Porcine reproductive and respiratory syndrome virus (PRRSV) non-structural proteins (nsps) play a key role in processing and maturation of the repertoire of structural and nsps of the virion, but little is known about the anti-nsp immune response. Here, it was hypothesized that pronounced antibody responses are generated to PRRSV nsp1 and nsp2, as they are present in infected cells and cytolytic infection releases viral proteins into interstitial spaces. Accordingly, nsp1 and nsp2 were cloned and expressed, and antibody responses in the sera of infected and vaccinated pigs were determined. Pigs mounted significant cross-reactive antibody responses that appeared equivalent to or greater than the response to nucleocapsid (N). Antibody reactivity to nsp1 and N was highly dependent on refolding of denatured proteins, suggesting that the porcine antibody response is directed primarily to conformational epitopes.

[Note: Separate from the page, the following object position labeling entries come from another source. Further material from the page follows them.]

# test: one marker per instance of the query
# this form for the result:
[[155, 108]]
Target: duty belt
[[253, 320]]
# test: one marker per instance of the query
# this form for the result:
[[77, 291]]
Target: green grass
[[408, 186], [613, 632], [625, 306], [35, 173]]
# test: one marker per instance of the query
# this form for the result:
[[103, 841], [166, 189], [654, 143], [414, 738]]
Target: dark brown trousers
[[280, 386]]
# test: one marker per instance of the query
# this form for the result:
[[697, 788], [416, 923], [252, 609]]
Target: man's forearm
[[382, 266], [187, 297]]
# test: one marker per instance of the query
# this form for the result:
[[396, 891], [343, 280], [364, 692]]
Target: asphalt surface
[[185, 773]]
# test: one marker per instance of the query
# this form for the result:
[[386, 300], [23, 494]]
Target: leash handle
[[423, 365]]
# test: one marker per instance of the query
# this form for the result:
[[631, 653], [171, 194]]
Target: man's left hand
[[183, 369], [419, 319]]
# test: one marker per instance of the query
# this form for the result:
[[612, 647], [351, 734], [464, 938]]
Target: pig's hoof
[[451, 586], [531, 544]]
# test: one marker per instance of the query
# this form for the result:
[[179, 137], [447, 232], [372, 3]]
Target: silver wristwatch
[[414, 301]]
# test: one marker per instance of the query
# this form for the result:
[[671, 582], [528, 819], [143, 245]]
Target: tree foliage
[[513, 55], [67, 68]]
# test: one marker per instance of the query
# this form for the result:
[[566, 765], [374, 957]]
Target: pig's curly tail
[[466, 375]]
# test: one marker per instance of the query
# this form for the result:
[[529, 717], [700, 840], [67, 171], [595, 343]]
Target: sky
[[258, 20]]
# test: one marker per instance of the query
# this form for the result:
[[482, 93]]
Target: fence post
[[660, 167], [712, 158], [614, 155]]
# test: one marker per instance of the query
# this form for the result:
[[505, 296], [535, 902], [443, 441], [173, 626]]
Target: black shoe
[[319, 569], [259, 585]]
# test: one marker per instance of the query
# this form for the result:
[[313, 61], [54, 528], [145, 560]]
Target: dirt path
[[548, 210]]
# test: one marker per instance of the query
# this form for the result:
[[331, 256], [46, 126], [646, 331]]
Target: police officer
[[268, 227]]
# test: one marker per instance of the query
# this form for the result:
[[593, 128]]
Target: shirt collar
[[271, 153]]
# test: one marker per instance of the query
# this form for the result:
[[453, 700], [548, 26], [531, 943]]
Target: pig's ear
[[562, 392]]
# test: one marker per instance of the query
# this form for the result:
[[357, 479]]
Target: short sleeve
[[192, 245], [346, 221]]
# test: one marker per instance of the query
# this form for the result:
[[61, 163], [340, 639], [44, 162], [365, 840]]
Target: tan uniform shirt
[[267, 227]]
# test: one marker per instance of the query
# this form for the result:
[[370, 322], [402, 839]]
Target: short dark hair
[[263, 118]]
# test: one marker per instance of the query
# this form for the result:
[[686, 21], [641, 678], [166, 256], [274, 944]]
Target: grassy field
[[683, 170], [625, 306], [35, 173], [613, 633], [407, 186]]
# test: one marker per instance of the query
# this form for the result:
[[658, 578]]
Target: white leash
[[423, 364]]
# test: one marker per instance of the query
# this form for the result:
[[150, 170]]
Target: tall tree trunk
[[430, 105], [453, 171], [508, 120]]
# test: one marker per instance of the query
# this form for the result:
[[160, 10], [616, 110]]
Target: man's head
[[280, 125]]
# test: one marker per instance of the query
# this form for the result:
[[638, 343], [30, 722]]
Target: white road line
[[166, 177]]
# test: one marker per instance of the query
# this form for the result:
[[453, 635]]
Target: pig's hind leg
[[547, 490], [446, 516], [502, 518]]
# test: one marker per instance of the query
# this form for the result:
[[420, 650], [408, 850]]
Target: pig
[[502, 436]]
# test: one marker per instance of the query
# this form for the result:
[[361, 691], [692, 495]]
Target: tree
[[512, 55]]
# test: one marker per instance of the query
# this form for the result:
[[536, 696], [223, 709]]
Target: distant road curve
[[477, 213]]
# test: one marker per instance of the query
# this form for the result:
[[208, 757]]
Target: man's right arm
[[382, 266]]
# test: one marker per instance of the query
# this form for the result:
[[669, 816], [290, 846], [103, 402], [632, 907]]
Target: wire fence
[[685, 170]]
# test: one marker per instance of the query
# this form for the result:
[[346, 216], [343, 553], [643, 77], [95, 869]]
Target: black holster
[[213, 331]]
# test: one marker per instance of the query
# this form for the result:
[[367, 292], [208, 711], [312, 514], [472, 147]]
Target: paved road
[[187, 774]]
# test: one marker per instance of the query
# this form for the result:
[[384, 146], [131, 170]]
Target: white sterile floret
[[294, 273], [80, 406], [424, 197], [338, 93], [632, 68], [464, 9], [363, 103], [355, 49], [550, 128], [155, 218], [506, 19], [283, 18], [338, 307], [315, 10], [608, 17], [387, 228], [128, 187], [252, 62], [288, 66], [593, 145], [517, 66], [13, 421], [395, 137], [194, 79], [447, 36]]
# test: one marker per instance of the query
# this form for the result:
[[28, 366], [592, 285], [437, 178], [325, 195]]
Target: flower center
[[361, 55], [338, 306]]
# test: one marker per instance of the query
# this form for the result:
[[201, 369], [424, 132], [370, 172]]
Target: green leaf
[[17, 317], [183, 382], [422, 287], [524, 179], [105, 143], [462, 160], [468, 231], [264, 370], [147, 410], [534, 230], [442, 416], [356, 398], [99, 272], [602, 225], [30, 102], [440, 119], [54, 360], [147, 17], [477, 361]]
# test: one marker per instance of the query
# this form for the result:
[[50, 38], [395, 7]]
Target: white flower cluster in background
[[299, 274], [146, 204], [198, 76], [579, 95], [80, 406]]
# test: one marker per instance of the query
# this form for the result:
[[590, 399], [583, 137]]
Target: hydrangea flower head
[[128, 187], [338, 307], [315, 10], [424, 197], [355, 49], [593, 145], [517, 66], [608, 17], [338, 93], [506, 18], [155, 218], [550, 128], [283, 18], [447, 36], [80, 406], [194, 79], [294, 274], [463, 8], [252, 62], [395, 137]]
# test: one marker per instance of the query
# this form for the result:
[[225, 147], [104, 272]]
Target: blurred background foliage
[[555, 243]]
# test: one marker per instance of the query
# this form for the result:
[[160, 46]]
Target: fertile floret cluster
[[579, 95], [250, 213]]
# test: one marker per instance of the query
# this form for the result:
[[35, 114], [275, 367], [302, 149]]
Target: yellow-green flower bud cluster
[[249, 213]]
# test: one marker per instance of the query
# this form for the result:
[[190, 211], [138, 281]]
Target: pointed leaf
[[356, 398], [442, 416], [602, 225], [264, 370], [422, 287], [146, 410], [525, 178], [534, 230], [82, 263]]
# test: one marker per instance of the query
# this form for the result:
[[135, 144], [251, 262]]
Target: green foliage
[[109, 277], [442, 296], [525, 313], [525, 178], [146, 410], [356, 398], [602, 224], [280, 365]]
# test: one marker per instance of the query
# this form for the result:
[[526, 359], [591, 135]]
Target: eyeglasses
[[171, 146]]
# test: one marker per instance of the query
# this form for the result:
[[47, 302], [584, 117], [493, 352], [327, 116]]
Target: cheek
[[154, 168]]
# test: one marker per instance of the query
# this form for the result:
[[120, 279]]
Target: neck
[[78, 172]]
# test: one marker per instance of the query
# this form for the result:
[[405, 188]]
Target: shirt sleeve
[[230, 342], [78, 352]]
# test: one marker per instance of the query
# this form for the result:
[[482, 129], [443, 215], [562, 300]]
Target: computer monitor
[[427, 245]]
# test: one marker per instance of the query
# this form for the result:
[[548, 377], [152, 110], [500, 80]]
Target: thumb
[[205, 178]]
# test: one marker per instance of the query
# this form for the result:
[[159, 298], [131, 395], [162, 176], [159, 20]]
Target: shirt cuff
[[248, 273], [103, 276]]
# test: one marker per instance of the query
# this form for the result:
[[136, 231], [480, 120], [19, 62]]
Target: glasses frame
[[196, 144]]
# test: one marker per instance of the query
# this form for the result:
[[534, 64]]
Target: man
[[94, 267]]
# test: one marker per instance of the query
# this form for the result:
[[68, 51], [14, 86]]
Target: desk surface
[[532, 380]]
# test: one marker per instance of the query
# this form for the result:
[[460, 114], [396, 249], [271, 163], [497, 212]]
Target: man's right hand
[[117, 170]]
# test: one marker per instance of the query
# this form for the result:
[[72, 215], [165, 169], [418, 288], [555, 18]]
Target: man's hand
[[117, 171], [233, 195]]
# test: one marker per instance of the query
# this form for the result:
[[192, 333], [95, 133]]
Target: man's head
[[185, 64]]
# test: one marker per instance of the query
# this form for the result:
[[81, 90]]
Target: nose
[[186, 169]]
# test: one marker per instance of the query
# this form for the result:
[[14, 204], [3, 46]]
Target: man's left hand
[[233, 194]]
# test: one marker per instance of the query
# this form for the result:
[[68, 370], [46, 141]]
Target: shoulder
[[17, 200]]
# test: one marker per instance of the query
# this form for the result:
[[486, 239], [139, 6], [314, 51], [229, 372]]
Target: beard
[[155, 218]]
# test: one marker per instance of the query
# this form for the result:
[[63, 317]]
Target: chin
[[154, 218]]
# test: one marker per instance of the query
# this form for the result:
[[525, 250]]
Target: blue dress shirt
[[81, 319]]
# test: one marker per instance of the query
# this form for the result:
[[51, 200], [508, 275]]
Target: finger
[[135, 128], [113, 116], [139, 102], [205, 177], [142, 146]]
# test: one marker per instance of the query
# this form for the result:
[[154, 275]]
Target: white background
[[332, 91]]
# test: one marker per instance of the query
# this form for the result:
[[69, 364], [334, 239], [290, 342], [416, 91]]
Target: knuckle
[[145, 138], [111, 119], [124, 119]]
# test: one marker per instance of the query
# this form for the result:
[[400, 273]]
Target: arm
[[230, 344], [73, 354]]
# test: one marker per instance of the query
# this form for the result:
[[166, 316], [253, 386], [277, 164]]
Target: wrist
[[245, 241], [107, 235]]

The proteins reacted with sera from pigs infected with other PRRSV strains, indicating that multiple epitopes are conserved. Antibody responses to nsp1 and nsp2 were much higher than those to nsp4, which is encoded on the same RNA molecule and is equivalent in predicted antigenicity. These findings suggest either that nsp1 and nsp2 are highly immunogenic or that they are expressed at higher levels than nsp4 in PRRSV-infected cells, or both. Strong antibody responses to nsp1 and nsp2 may benefit the host by limiting potentially pathological consequences of viral protease activities encoded in these proteins that are released from dying cells. The identification of strain-specific antibody responses to a highly variable region of nsp2 may also provide the basis for immunoassays that differentiate serological responses of vaccines from field isolates.

PMID:
17374762
[PubMed - indexed for MEDLINE]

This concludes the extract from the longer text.